El comentario de una chica me sirvió para darme cuenta de hasta qué punto cuenta Dios con nosotros para meterse en la vida de los demás
El otro día, en clase de literatura, tuve que hacer una exposición sobre las referencias de un autor a una religión indígena. Más tarde, en el descanso, una amiga me comentó: “¡Joé!, parecías el cura de mi colegio”. No me lo dijo con mala intención, más tarde me enteré que este cura había sido el único contacto que había tenido con la fe, y que no conservaba un mal recuerdo de él.

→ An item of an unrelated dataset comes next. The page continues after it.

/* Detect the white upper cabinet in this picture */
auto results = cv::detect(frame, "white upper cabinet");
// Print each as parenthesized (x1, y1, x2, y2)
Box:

Este hecho me llevó a pensar en la responsabilidad que tiene cada cristiano. La nostalgia de lo divino que muchos hombres tienen hace que encuentren a Cristo por los derroteros más insospechados. No hay duda de que la gracia de Dios supone la naturaleza humana, lo que comienza siendo una impresión estética o un gesto que agrada al otro se convierte en una manera de Jesús, de acercarse a las almas. El comentario de esta chica me sirvió para darme cuenta hasta qué punto cuenta Dios con nosotros para meterse en la vida de los demás.
Nuestra responsabilidad estriba en que Cristo impregne enteramente nuestro ser: la mirada, la manera de andar, nuestras expresiones; todo debe estar atravesado por Él. Claro que aunque tuviéramos conocimiento de cómo andaba Jesús, o de cómo era el timbre de su voz, o la forma de sus manos; sería poco práctico contratar un logopeda para imitar sus dejes de habla. No creo que Él busque eso de nosotros, en el ser íntimo de cada persona reside ya la huella de Dios. No se trata de un ejercicio de imitación o de creación de estereotipos, se trata de descender en profundidad y adecuarse al patrón divino por el que hemos sido cortados.
Si Dios nos ha dado a algunos la f e y a otros no, ¿no es precisamente porque contaba con esta capacidad de transparencia para llegar a todos los demás? A menudo jugamos a los cristales tintados; como si tuviésemos miedo de recibir lo que obtuvo Cristo del mundo.
Jaime Núñez de Prado. Estudiante. Universidad Complutense de Madrid.